I could have never imagined the many graces and surprises that God had waiting for me there—and the powerful witness of faith I was able to experience first hand. 




Sami, a refugee and volunteer at the Pontifical Mission Library, tutors a refugee 



At the Pontifical Mission Library in Amman, our first stop in the Jordan tour, we encountered dedicated, generous volunteers and staff who daily give their lives to helping in any way they can the thousands of Christian refugees still arriving regularly with nothing but what they could carry.

I met young refugees full of faith who still trust in God’s plan for their lives—such as 15-year-old Marios, who confidently told us, “We were forced to leave… if we wanted to survive. This [Bible] is the only thing I brought with me,” he added, holding out the small book covered by a plastic shopping bag.

Through an interpreter, I learned that Marios’ hometown of Batnaya was one of many thriving Christian villages on the Nineveh Plane, a vast area in Iraq that had been home to Christians since the 1st century after Christ.

“Our villages were made up of all Christians, and we were able to practice our faith without any harm or trouble,” explained Sami, an Iraqi refugee who was a teacher in his previous life and now volunteers as a tutor at the center. “When ISIS came, everything changed. All those villages are now empty.”

In Fuheis, just 12 miles northwest of the capital city of Amman, we celebrated liturgy with parishioners of St. George Greek Catholic Church, a community of Catholics that has become a welcoming hub for Arab Christian refugees.

After the liturgy, we were invited to the church's Social Center, where refugee families gathered and waited to meet us and tell us their stories.  

Some held up pictures of the destruction they left behind. Others showed us their family's official United Nations certificate granting them official "refugee asylum status." Everyone thanked us... for coming, for listening-- and they encouraged us to tell others what we had heard and experienced. 



Father Abud and the refugee families that are being aided by St. George Greek Catholic Church in Fuheis
photo courtesy of Jeffrey Bruno

40-year-old Arthan, his wife Walaa, and their five children, are a Syrian Catholic family from the village of QaraQuth. They had been living in Jordan for only 40 days when I met them.
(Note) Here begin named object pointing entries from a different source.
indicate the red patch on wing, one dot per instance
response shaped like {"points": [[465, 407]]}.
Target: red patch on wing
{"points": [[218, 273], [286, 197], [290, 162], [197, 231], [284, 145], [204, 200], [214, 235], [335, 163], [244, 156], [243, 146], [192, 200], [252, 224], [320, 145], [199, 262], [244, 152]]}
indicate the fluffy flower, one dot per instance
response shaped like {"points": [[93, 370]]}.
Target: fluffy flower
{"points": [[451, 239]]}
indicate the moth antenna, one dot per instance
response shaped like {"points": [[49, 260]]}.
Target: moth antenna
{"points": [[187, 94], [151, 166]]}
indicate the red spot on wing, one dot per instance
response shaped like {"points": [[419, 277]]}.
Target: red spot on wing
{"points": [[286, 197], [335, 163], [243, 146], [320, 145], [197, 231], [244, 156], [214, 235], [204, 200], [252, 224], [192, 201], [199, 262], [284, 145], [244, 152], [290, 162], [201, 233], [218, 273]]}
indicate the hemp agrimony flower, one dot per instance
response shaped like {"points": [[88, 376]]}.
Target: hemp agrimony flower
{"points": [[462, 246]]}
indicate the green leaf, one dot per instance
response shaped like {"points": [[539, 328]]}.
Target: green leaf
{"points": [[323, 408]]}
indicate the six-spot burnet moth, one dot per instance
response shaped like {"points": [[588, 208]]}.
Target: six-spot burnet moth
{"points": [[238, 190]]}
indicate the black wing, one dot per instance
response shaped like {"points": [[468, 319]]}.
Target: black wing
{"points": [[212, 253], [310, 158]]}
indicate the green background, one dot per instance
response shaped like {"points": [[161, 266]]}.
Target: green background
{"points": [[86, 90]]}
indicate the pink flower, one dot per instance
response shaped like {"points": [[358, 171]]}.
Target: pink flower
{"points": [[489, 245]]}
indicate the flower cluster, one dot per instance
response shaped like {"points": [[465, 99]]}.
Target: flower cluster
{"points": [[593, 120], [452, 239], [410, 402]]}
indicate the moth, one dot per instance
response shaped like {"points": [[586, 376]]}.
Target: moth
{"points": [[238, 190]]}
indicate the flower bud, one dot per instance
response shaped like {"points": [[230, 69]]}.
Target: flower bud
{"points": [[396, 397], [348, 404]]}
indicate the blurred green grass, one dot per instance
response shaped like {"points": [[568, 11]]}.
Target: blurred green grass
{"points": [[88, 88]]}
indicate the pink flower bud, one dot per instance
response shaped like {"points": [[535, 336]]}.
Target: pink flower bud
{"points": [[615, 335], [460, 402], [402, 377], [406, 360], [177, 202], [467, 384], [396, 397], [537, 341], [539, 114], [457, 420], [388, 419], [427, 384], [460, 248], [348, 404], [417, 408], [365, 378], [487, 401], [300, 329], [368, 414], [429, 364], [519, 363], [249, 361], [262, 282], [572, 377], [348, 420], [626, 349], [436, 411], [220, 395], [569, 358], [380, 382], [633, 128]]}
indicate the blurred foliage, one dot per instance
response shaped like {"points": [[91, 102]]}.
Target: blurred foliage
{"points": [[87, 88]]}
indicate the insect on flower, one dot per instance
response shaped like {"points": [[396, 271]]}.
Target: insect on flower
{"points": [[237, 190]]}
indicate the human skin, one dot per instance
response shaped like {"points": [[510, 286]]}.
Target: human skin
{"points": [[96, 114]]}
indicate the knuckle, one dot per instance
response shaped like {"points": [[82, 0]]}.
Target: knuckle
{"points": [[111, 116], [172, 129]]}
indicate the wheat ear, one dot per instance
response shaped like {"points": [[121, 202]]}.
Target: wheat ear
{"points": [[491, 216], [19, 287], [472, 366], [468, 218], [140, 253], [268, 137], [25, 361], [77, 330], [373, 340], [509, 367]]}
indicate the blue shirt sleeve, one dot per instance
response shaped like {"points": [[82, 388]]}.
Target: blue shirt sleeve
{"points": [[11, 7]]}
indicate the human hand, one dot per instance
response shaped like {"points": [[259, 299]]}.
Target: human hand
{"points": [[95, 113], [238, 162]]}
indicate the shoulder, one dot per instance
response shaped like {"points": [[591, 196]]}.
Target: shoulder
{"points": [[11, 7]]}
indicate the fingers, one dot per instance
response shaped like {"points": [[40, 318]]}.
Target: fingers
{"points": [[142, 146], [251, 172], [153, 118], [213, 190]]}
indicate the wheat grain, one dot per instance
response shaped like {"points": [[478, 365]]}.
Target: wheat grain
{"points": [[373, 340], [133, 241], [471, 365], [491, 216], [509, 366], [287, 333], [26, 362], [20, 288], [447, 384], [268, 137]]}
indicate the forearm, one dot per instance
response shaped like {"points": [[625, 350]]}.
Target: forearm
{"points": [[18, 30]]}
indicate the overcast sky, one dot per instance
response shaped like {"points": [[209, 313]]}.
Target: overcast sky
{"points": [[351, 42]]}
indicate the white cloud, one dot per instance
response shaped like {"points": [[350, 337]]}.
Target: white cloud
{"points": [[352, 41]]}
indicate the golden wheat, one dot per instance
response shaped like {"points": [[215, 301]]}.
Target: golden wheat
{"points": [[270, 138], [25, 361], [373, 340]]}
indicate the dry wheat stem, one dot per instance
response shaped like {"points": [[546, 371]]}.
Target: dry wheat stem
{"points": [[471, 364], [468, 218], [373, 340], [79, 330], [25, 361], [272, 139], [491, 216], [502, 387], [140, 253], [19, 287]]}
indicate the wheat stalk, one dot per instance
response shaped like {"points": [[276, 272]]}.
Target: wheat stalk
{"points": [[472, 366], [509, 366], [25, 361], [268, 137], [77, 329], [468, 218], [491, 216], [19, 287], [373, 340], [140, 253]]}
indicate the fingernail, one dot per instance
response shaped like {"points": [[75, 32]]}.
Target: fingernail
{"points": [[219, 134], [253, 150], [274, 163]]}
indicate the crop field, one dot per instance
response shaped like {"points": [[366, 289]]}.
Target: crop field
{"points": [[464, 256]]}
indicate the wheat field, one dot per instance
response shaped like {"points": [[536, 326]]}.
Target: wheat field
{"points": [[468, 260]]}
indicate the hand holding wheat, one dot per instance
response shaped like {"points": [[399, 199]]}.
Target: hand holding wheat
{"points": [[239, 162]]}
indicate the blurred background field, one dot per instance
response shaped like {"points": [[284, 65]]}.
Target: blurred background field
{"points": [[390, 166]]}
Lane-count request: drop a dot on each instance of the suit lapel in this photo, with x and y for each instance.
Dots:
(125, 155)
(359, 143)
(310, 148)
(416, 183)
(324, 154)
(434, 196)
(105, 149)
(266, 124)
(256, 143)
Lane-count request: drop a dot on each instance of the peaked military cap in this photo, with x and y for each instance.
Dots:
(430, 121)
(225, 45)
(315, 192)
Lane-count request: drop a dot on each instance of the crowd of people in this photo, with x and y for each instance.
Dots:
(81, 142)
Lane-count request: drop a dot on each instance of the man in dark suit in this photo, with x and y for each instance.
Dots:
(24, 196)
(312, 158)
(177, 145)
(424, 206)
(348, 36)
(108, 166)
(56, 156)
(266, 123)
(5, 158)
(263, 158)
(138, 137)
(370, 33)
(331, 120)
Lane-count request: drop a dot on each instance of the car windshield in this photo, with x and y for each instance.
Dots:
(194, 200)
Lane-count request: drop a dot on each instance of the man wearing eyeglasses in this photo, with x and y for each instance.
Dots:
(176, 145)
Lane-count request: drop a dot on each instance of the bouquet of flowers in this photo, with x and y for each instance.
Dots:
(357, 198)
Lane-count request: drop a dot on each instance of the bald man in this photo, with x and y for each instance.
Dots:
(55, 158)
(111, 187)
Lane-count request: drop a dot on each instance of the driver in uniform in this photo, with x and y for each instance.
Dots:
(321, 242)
“We lived in fear. My wife had to cover herself like a Muslim hoping to hide the fact that we are Christian,” he explained through an interpreter. “Our Muslim neighbors marked our house with a Christian symbol, so that ISIS would go to our houses first,” Arthan said.

“For the Christian, there is no place left. That’s why I came here. To provide a future for my children,” Arthan explained, as he rested one hand on the shoulder of his youngest son, Arthin.
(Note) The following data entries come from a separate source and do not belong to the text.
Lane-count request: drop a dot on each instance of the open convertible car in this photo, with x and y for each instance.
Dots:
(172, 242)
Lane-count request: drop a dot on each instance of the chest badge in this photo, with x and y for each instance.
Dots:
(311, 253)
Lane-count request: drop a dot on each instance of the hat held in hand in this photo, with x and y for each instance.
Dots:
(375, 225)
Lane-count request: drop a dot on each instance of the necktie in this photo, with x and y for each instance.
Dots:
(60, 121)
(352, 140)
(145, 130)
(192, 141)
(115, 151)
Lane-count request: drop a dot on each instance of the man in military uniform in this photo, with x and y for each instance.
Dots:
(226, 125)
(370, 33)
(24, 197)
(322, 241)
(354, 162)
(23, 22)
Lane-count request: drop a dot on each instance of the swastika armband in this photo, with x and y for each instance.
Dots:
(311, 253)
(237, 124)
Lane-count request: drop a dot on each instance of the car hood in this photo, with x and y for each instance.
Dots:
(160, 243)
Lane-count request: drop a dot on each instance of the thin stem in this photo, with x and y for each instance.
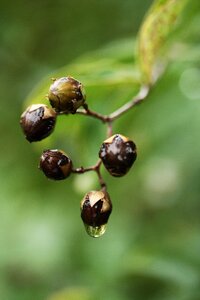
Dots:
(142, 95)
(89, 112)
(109, 129)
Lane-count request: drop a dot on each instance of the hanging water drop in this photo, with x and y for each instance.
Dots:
(95, 231)
(96, 208)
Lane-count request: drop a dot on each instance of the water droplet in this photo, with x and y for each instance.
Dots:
(95, 231)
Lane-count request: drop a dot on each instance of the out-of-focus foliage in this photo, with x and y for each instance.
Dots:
(157, 26)
(151, 248)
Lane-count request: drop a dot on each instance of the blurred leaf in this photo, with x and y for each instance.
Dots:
(110, 79)
(72, 294)
(157, 26)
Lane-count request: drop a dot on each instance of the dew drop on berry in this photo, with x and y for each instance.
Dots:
(95, 231)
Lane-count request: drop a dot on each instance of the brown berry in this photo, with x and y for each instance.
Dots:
(38, 122)
(55, 164)
(96, 207)
(66, 94)
(118, 154)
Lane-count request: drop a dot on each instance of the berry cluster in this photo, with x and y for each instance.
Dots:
(117, 153)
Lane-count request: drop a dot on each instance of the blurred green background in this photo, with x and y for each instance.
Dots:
(152, 244)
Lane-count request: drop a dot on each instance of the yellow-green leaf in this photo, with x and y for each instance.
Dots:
(158, 24)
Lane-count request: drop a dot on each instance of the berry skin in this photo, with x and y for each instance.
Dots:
(55, 164)
(118, 153)
(38, 122)
(96, 208)
(66, 94)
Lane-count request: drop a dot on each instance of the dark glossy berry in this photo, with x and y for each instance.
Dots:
(37, 122)
(55, 164)
(66, 94)
(96, 208)
(118, 153)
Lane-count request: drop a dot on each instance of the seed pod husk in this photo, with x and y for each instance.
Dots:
(38, 122)
(96, 208)
(118, 154)
(55, 164)
(66, 94)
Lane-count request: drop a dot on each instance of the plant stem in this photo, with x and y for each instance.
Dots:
(142, 95)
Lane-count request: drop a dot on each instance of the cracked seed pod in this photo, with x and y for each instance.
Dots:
(96, 208)
(66, 94)
(55, 164)
(38, 122)
(118, 154)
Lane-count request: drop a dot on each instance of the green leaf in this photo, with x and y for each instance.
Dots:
(155, 30)
(110, 78)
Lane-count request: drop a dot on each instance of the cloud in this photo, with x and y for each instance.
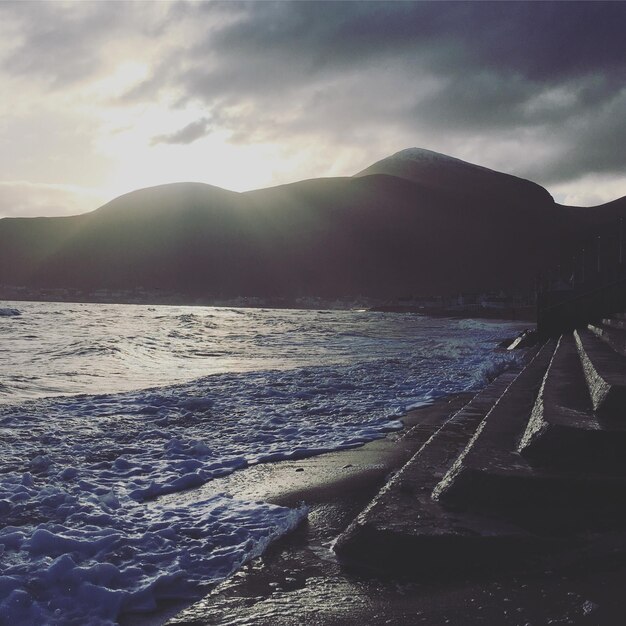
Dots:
(26, 199)
(190, 133)
(534, 89)
(432, 74)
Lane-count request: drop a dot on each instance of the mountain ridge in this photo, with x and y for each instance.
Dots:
(466, 228)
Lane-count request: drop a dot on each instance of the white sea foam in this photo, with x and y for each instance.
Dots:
(85, 536)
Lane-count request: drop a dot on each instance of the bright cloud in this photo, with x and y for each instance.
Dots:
(102, 98)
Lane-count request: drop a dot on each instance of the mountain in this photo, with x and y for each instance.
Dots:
(417, 222)
(453, 176)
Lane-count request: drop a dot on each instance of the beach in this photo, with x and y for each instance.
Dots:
(299, 580)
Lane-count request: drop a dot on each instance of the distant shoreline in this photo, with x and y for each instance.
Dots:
(522, 313)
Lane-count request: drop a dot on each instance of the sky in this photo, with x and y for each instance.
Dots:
(100, 98)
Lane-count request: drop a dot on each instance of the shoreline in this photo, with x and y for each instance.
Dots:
(299, 579)
(335, 486)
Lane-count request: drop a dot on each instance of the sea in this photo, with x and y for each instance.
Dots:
(106, 407)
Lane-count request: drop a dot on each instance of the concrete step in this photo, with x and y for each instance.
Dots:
(614, 322)
(404, 529)
(612, 336)
(605, 373)
(492, 451)
(563, 432)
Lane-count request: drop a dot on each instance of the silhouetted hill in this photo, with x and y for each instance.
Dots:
(432, 224)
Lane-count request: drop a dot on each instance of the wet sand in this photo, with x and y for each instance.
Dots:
(299, 580)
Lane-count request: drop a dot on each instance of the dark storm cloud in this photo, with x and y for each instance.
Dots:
(549, 67)
(345, 71)
(190, 133)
“What’s happening is unbelievable. We can’t speak of it simply in words,” explained Ra’ed A. Bahou, Regional Director for the Pontifical Mission, the papal agency for Middle East relief and development.

“These refugees didn’t come because they are poor,” Bahou said, “They came here because they were cleaned out of their country for their faith, entire villages, because they are Christian. Many are educated, middle class people who now come to me for a $50 certificate to feed their families.”

And while other Middle Eastern nations are losing Christians, Jordan—a country roughly half the size of the state of Oklahoma, continues to absorb more Christians.

Although 92% of Jordanians are Sunni Muslim, the Hashemite Kingdom of Jordan prides itself on being a tolerant, Islamic state that welcomes all religions. And its king, his Majesty King Abdullah II, remains committed to welcoming refugees, and to working towards peace and stability in the region.

In the meantime, the numbers are quite staggering. According to Jordanian government estimates, since the beginning of Syria’s devastating civil war four years ago, Jordan has taken in 1.5 million refugees. That’s 22% of the country’s current population in a nation of 6.8 million people.

“We need to do what we can to support Jordan,” emphasized Regional Director Bahou, “and hope that it continues to stay safe and stable.”